I placed both hands on her waist like I had laid at night fantasizing about
for the past year. I licked my lips and looked into her eyes. A look of
mutual consent passed between us, and we kissed. It was all I had ever
dreamed of, and more. The taste of her mouth was exquisite and the feel of
her tongue slipping over mine was beyond description.

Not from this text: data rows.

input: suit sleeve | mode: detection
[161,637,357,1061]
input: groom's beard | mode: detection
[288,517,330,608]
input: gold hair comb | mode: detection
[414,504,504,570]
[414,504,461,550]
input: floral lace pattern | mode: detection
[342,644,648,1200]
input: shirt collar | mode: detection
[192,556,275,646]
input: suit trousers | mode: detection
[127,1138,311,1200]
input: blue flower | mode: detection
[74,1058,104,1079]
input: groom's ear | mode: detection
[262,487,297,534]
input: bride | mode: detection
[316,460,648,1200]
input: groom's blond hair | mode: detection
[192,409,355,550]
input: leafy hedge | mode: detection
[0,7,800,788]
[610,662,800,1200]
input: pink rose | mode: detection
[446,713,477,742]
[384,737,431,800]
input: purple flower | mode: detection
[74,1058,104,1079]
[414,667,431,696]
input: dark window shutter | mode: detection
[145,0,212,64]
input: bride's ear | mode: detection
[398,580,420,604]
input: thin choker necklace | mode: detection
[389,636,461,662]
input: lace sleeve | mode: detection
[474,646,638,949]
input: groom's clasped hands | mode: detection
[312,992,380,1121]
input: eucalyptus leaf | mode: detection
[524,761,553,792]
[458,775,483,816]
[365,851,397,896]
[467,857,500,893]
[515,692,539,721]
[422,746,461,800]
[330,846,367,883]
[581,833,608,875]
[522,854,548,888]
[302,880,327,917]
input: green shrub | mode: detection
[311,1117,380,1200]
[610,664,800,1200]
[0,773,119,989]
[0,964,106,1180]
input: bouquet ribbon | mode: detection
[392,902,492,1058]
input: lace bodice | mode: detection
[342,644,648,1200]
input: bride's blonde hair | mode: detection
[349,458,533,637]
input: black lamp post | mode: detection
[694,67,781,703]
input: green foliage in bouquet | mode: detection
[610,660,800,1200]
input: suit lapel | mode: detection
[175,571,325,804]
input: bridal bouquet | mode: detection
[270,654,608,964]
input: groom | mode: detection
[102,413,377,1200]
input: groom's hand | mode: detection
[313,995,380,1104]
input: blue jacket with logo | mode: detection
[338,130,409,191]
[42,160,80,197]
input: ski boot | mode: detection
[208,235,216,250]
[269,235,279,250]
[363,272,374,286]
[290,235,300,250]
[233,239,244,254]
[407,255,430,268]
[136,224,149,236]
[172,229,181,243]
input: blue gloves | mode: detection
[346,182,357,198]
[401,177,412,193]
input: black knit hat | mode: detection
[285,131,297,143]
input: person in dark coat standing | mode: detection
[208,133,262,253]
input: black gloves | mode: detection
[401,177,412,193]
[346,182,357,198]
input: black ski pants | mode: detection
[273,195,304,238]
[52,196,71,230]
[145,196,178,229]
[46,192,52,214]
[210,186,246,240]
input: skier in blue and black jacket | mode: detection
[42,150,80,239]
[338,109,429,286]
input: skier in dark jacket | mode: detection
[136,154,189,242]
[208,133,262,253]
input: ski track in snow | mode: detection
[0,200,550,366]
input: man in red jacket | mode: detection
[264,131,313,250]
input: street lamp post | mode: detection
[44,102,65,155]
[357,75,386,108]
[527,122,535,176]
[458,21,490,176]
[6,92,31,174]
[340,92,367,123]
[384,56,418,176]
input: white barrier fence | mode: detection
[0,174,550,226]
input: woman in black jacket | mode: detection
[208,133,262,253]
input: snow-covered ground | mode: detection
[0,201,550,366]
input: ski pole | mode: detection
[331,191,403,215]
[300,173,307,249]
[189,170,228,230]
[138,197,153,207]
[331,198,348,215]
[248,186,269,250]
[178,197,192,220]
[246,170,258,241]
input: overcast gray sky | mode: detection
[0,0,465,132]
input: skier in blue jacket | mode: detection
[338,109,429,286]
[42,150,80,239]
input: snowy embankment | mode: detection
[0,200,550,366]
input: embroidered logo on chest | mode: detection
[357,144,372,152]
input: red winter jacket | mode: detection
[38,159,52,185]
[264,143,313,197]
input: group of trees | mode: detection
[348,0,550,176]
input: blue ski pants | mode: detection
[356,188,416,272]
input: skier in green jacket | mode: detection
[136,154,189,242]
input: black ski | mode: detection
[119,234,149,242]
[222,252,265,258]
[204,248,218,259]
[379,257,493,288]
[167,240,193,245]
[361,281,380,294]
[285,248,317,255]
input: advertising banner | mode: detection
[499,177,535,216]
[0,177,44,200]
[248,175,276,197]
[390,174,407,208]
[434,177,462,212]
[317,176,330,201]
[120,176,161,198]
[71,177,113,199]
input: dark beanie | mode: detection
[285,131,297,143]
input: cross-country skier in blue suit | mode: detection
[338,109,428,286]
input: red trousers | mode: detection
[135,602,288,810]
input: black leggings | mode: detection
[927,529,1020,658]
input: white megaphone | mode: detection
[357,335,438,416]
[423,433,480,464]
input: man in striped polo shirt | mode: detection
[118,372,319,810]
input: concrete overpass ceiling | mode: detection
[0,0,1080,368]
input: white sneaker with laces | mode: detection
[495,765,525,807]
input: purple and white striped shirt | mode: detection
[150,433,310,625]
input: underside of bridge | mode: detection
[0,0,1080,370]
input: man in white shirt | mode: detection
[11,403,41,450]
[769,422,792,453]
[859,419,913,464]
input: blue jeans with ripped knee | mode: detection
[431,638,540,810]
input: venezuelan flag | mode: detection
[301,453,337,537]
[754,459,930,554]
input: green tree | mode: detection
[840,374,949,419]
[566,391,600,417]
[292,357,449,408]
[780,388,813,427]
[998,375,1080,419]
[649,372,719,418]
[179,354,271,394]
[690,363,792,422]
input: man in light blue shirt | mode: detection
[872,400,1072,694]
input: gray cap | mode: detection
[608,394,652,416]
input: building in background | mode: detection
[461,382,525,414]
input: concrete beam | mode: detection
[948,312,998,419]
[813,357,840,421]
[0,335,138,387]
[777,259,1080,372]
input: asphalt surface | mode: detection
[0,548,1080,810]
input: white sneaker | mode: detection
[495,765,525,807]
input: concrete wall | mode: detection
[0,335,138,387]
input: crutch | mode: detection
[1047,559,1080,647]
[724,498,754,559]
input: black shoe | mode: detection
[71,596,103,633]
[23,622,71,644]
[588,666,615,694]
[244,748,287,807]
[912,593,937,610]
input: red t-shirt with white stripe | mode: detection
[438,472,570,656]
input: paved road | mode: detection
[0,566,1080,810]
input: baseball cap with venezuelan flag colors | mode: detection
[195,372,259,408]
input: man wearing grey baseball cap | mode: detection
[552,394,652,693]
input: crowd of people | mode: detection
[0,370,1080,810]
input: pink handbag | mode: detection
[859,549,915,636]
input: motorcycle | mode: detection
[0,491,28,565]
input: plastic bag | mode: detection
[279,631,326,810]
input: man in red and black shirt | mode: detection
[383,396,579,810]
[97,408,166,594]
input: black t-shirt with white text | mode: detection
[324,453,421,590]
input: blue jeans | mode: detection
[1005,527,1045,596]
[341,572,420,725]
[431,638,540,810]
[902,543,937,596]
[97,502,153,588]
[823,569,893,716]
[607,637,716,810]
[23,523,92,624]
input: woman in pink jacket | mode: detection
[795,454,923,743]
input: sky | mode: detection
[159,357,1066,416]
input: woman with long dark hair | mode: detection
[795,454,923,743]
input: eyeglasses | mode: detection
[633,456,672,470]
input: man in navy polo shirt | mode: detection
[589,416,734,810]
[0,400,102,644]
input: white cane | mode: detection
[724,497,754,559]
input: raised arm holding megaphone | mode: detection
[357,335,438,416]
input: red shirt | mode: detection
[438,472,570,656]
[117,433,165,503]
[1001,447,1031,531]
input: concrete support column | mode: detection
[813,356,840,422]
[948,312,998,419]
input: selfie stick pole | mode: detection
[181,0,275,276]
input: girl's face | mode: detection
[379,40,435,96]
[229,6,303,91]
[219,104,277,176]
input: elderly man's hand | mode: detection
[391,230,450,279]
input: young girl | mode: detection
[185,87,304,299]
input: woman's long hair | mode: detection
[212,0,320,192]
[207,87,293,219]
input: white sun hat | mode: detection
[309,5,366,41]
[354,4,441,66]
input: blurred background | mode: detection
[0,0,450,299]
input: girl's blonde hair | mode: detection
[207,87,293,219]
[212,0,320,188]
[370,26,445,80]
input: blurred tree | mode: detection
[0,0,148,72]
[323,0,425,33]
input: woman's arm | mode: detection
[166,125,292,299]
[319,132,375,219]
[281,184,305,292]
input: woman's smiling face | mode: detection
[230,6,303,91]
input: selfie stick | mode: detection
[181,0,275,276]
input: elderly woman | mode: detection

Finally, I pulled away, breathless, and softly pushed her back against the
wall, my fingers stroking lightly over her shirt where her breasts pushed
at the light cotton shirt she wore. Her nipples got hard at the stimulation
and poked out of the fabric. I pushed her shirt up and moved my mouth over
her upper body, relishing the taste of her salty skin. I flicked my tongue
lightly over her breast and as I sucked at her nipple, my fingers stroked
downward and pressed between her legs. She loosened the muscles in her
thighs and spread her legs apart to give my fingers more access. I probed
one finger into her hot wetness and she moaned. This moan excited me even
more than the one at the river did, possibly because this time it was me
causing it.

I bit at her chest gently and she moaned again, pulling away from the wall
and arching her back. She pulled me to the ground with her and lay back
with her legs spread wide open for me. I stared, mesmerized by what lay
before me, then buried my face between her legs, sucking and licking at her
clit. She moaned and writhed on the ground and her fingers scraped into the
dirt, pulling up small pebbles as she breathed heavily into the hot June
air.

I slowed down and sped up, torturing her body with sensations she had never
felt before. I pulled her clit lightly between my teeth and flicked my
tongue back and forth over it quickly. Kara sat up on her elbows, squeezing
her legs together, trapping my head where it was (not like I even wanted to
leave that position, anyway). She put one hand on the back of my head and
pushed her pussy harder into my mouth. I responded by eating her more
vigorously and viciously. Her whole body shook and she let out one long
moan as she came.

I sat back, perched on my knees, and looked at her. She was breathing
slowly now and had her eyes half-closed. She looked more content than I had
ever seen her. Even after what I had just done, I was still afraid that I
might lose her, but she smiled at me and that smile reassured me that all
was well.

I stood up and offered her my hand to help her up. She didn't let go of my
hand as we walked back toward the river. She didn't let go even as we
walked back toward the school to catch our buses. Some people gave us some
funny looks, especially when she turned and kissed me when we were stopped
at a corner. There were only a few days of school left and then a whole
summer of possibilities. I gazed at this goddess holding my hand beside me
and I thought of the months ahead the way a small child thinks of
christmas. Who knows what wonderful present I was going to unwrap next?

As we parted ways for our separate buses she touched my arm and whispered,
"I'll call you tonight." And then she gave me a quick kiss on the cheek and
was gone.

I can't believe this! This is terrific! In my mind I saw calendar pages
turning--June, July, August. Three months of freedom. Three months with
Kara. Kara, my best friend. Kara, the girl that I love.